NServiceBus and WCF
The main thing missing from WCF is pub/sub,
and why should you have to build it yourself?
With NServiceBus, you get it out of the box.
The next important thing is fault-tolerance.
Exceptions cause WCF proxies to break,
requiring you to "refresh" them in code
but the call data is liable to be lost.
NServiceBus provides full system rollback.
Not only does your DB remain consistent,
but your messages return to their queues too
and no valuable data is lost.
The same goes for plain MSMQ
Whether you're looking at the MSMQ bindings for WCF or programming directly against MSMQ, in both cases
you end up having to handle pub/sub and the transaction & exception management needed for full
fault tolerance. The other area that you're left to handle with MSMQ is long-running processes.
Here's what one CIO had to say:
"I have to say this: nServiceBus is an incredible product, I only wish there was a bit more
documentation on it – we see it being used in so many places in our own software (not just
queued processing, which is what we are trying to quickly patch right now) and is taking us
in new directions. We have been working on a WCF approach for 45 days until we threw it away
and replaced it all with nServiceBus and got it working @ 99.99% in 7 business days.
Thank you for creating this great framework"
Karell Ste-Marie, CIO of BrainBank Inc
Long-running processes
WCF integrates with WF in order to provide a capability known as durable services.
WF provides the state management facilities that are hooked into the communication facilities provided
by WCF. Unfortunately, transaction and exception boundaries aren't specified by the infrastructure.
Unless developers are very careful about how they connect workflow activities, transaction scopes,
and communications activities, process state can be corrupted and exposed to remote services and clients.

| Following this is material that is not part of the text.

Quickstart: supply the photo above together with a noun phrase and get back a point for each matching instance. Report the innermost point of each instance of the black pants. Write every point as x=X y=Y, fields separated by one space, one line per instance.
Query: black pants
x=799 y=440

One of the reasons this is possible by design is that WF is designed as a generic workflow engine, not
specifically for long-running processes.
Since regular business logic is simple and stable enough on its own, NServiceBus has been specifically
designed to handle long-running processes in such a way that they are robust and scalable by default -
without developers having to do anything special.
Transactions are automatically handled on a per-message basis and inherently span all communications
and state-management work done by an endpoint. An exception causes all work to be undone, including
the sending of any messages - so that remote services and clients do not get exposed to inconsistent data.
Interoperability
You can expose your NServiceBus endpoints as WCF services with as little as one line of code and
the standard WCF configuration. All you need to do is write an empty class that inherits from
NServiceBus.WcfService specifying the types of the request
and the response and NServiceBus does the rest as follows:
public class MyService : NServiceBus.WcfService<MyCommand, MyErrorCodes> { }
With NServiceBus, you get access to the features you need from WCF like interoperability without giving
up the reliability and scalability of messaging.